Let me break it down.

  1. Being social (i.e. inviting friends)
  2. Being present (i.e. live event)
  3. Commiting (i.e. buying tickets)
  4. Getting out of current routine (i.e. happening now)

Buy the Tickets. Do the Things. Reap the Benefits.

My personal go to: attend a theatre performance or live sporting event like a baseball game, as I’m currently in NZ my live sporting event was Rugby! 

 

Reference:
The advice to “buy tickets” was given to Brendan Burchard, a NYT best selling author, who made a video about it.

 

5. Take Care of Yourself

One thing I’ve discovered I love doing is getting my nails done. I haven’t always loved doing this, but now I find that I always feel better when I have had a good manicure and subtle nail polish on.

I’ve also been known to change up my my hair color or cut during a new phase of life. And being tan in the middle of winter can make you feel oh so good. (Thank you spray tan technology!)

In general, I don’t like to spend a lot of time or money on beauty products or regimes, but I can’t deny how good it feels when I decide to do something for myself- just because.

You don’t always have to have a reason like, “I’m sore from the gym so I guess I can justify getting a massage.” Stop.
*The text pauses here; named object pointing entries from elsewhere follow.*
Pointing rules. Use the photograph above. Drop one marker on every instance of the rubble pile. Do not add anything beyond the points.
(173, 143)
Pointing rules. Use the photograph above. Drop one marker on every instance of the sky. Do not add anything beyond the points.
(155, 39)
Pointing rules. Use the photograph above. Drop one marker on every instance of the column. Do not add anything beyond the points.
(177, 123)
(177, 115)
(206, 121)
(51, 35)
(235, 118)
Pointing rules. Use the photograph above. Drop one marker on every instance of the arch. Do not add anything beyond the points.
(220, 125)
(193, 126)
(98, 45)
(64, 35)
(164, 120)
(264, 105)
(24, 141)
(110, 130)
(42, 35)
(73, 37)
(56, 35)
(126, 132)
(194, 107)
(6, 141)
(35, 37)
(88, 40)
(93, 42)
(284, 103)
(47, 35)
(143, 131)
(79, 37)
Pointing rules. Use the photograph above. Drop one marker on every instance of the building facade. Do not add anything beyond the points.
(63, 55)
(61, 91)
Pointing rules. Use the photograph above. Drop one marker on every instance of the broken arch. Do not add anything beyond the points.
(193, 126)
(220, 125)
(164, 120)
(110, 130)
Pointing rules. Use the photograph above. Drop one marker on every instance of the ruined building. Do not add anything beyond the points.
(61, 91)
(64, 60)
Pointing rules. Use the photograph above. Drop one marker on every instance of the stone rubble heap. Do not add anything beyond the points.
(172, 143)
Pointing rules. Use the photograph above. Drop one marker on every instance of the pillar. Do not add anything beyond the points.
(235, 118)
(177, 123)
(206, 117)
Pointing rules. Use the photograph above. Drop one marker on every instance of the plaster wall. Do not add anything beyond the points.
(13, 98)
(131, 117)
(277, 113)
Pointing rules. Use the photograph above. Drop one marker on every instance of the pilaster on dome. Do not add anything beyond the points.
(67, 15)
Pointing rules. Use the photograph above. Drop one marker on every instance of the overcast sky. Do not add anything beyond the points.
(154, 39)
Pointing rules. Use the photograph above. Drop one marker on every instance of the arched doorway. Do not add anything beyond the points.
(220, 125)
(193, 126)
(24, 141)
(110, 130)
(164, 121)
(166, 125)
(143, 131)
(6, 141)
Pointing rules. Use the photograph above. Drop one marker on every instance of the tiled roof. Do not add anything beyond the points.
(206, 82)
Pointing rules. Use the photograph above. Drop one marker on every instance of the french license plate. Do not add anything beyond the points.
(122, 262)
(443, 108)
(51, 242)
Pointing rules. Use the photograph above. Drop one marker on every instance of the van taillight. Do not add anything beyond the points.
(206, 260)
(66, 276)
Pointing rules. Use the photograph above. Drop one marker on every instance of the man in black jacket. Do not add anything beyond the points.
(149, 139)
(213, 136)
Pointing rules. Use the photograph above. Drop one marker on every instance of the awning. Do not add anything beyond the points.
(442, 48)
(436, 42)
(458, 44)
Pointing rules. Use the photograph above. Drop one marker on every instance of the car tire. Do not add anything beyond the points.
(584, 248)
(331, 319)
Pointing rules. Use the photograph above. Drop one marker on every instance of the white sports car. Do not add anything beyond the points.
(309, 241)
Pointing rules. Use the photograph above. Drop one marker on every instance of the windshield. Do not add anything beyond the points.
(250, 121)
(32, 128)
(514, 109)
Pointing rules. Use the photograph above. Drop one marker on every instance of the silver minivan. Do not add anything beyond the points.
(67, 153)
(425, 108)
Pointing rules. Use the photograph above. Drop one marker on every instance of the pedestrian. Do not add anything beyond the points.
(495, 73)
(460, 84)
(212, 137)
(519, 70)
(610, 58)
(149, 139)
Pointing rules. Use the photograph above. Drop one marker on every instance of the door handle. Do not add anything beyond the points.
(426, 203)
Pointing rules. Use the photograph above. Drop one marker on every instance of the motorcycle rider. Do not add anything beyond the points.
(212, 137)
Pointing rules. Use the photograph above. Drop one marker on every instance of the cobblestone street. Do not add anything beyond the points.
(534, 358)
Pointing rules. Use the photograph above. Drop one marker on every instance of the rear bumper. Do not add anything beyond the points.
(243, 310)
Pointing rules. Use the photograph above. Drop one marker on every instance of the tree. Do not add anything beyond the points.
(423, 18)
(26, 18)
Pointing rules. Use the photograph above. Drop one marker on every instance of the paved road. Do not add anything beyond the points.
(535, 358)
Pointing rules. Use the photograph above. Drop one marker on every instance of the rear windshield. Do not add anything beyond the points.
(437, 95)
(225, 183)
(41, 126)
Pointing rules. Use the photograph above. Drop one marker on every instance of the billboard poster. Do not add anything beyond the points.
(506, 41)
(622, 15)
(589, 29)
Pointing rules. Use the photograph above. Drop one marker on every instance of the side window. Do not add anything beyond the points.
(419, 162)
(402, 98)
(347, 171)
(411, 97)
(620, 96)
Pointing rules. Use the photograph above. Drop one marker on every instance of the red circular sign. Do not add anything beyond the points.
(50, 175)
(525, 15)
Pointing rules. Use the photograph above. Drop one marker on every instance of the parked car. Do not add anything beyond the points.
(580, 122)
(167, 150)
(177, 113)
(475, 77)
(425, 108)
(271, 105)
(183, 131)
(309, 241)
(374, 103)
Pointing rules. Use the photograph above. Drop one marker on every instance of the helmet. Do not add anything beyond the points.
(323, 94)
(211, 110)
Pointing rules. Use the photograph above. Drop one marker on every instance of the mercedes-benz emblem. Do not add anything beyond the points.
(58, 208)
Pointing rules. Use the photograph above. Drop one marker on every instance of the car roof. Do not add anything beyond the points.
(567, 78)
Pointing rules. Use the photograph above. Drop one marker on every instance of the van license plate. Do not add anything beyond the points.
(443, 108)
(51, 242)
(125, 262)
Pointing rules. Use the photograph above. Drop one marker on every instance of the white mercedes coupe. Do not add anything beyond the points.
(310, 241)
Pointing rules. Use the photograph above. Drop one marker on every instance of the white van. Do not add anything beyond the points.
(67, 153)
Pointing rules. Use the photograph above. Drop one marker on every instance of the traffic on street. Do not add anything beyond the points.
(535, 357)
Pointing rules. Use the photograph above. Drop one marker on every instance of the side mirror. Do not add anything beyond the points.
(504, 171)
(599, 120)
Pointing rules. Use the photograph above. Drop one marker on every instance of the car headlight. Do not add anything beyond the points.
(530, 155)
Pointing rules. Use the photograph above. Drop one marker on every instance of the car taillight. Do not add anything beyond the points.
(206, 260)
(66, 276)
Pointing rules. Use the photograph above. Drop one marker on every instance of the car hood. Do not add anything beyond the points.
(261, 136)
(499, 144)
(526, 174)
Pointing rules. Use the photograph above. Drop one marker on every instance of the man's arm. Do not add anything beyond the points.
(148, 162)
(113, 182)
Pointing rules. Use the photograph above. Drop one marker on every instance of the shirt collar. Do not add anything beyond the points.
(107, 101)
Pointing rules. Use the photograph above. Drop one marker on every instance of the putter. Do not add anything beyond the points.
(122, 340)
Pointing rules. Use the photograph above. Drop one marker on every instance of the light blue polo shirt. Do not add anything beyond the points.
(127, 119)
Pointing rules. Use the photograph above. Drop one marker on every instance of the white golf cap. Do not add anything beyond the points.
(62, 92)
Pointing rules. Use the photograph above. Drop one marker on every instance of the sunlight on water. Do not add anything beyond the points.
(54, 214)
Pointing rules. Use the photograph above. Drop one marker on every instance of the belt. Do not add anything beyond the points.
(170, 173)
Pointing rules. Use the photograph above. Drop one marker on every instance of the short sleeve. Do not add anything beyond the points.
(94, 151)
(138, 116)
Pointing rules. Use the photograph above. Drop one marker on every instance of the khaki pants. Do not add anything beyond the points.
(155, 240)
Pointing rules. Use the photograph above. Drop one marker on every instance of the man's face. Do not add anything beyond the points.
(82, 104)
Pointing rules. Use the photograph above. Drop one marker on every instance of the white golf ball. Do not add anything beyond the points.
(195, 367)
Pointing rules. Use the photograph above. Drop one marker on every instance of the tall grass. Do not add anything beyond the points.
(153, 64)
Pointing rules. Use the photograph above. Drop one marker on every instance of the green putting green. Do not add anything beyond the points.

Does getting a massage make you feel good? Does it help relieve your stress? Then book an appointment and go.

Other self-care for fun ideas: take a hot bath with your favorite salts, color your hair, get a new hair cut, guys go get a real barber shave (I hear it’s pretty great), purchase a new nail color and paint your nails, try a mud bath, visit a hot spring, take a nap, get a spray tan, get a massage, try out a new face mask, or any of the other things that make you feel good.

But do it just because. You deserve it! 

My personal go to: get nails manicured and polished, change up my hair (color or cut)

 

Whatever you do and whatever you try make sure it makes sense to you and where you are currently at. Listen to your body and mind and give each of them what they need.

Fighting it won’t get you very far. Accepting where you are at and guiding yourself back to your normal state will feel much better.  Focus on the positives, change things up a bit and you’ll kick yourself into better days sooner than later.